Its original addressing scheme, IPv4, offered a few billion addresses, which once seemed limitless. As the internet exploded in size, that supply came under strain, a story told in our guide to IPv4 address exhaustion. The response included the address-sharing trick of Network Address Translation and a far larger successor, IPv6, but both are extensions of the same TCP/IP family, not replacements for it.

Why TCP/IP still runs everything

Decades on, TCP/IP remains the foundation of essentially all internet communication. When you load a page, stream a film or send a message, IP is addressing and routing your packets while TCP or a sibling protocol manages their delivery. Its longevity comes from that early decision to keep the core simple and let the edges innovate, a principle that has let the internet reinvent everything above it without ever having to replace the layer underneath.

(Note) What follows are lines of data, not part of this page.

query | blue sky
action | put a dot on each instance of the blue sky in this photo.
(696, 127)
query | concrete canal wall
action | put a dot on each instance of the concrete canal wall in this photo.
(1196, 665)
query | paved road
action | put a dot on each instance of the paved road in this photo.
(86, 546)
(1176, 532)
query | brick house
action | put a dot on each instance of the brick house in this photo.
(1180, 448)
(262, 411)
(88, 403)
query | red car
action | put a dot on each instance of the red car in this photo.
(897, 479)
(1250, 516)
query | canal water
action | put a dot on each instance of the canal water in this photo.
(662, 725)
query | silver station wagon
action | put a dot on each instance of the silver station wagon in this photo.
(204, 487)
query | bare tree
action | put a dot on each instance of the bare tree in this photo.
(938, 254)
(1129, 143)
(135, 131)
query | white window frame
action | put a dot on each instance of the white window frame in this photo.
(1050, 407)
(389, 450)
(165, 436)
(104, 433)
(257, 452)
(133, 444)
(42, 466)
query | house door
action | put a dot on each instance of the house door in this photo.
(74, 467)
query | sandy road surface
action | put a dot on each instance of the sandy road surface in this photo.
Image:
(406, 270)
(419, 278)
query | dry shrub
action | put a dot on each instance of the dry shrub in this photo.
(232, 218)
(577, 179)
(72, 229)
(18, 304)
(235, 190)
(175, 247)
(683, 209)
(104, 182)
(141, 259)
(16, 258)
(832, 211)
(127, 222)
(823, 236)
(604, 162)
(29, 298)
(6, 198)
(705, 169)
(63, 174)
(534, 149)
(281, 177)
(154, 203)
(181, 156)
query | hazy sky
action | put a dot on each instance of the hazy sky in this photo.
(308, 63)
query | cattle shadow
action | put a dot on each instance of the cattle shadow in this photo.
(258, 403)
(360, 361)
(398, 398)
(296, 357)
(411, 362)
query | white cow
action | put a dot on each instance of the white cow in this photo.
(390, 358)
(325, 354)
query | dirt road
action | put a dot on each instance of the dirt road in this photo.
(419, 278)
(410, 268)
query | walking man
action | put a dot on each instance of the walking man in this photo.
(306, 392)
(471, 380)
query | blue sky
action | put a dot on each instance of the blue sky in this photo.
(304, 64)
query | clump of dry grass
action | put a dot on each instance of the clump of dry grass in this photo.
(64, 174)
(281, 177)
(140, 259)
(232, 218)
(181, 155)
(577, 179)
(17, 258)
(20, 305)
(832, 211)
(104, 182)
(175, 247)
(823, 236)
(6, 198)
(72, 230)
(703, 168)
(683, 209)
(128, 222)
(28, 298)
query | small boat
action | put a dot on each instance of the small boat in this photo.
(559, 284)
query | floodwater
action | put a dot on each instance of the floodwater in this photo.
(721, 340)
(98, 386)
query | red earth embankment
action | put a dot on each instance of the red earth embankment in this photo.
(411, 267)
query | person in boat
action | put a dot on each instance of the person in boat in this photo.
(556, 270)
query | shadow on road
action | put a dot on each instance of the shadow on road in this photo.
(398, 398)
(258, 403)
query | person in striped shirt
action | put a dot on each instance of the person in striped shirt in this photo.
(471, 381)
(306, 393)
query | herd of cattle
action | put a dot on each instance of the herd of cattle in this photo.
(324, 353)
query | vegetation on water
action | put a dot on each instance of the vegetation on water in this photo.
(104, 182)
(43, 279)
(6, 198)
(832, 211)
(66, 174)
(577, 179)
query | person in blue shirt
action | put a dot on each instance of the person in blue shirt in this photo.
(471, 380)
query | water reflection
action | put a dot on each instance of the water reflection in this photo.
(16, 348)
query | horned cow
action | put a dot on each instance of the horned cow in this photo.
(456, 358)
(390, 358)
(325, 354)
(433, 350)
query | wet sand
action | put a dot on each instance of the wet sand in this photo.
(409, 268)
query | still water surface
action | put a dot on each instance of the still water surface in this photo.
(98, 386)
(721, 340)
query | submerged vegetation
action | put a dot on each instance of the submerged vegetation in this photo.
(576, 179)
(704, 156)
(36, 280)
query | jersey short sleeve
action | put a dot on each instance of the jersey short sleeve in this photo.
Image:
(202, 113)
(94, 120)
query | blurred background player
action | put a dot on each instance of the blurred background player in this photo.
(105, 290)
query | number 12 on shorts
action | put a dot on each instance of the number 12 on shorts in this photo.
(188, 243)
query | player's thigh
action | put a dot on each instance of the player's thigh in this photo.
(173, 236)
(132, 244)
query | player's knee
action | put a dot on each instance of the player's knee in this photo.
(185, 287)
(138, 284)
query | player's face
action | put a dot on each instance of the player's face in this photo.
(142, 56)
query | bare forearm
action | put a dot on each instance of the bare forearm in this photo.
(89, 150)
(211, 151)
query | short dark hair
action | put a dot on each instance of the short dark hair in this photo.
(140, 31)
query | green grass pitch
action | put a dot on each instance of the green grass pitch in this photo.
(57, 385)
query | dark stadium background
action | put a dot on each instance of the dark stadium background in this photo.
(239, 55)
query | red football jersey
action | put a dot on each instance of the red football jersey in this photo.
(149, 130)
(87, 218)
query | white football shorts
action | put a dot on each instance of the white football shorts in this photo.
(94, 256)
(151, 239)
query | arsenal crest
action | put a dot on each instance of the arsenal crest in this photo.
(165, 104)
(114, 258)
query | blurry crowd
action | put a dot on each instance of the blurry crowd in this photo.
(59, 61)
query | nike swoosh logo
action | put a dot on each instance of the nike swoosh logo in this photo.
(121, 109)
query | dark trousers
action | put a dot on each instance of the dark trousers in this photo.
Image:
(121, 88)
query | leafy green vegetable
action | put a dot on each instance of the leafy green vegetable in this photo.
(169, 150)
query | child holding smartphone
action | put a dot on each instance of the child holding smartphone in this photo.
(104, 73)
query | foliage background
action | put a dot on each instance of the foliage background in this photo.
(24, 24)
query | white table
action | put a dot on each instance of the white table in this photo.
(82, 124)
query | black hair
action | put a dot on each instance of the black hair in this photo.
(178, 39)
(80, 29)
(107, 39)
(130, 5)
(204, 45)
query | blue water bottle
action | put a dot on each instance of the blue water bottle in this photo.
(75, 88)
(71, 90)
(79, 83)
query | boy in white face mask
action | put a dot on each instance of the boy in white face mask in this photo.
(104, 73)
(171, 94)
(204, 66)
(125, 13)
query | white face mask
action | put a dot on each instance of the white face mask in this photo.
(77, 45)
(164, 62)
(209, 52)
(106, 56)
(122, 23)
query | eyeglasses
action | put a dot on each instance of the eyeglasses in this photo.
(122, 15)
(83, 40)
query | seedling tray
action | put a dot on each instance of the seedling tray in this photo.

To glimpse TCP/IP at work, look no further than your own IP address, the label IP uses to route data to you. The friendly checkers at IP Animals will show you exactly what it is.

Frequently asked questions

What does TCP/IP stand for?

TCP stands for Transmission Control Protocol and IP stands for Internet Protocol. Together they are the core set of rules that let computers on different networks package, address and deliver data to one another across the internet.

Who invented TCP/IP?

The core design is credited to Vint Cerf and Robert Kahn, who published the foundational work in the 1970s. Like most internet technology, it was then refined by a large community of engineers through open technical documents before it became a standard.

Why was TCP split from IP?

The original design was a single protocol, but engineers realised that not every use needed the guaranteed, in-order delivery TCP provides. Splitting the design let IP handle addressing and routing while TCP handled reliability on top, and it allowed lighter protocols like UDP to sit alongside TCP.

When did the internet switch to TCP/IP?

ARPANET made its planned switch from the older NCP protocol to TCP/IP on a single flag day at the start of 1983. That changeover is often treated as the moment the modern internet, defined by a shared protocol, truly began.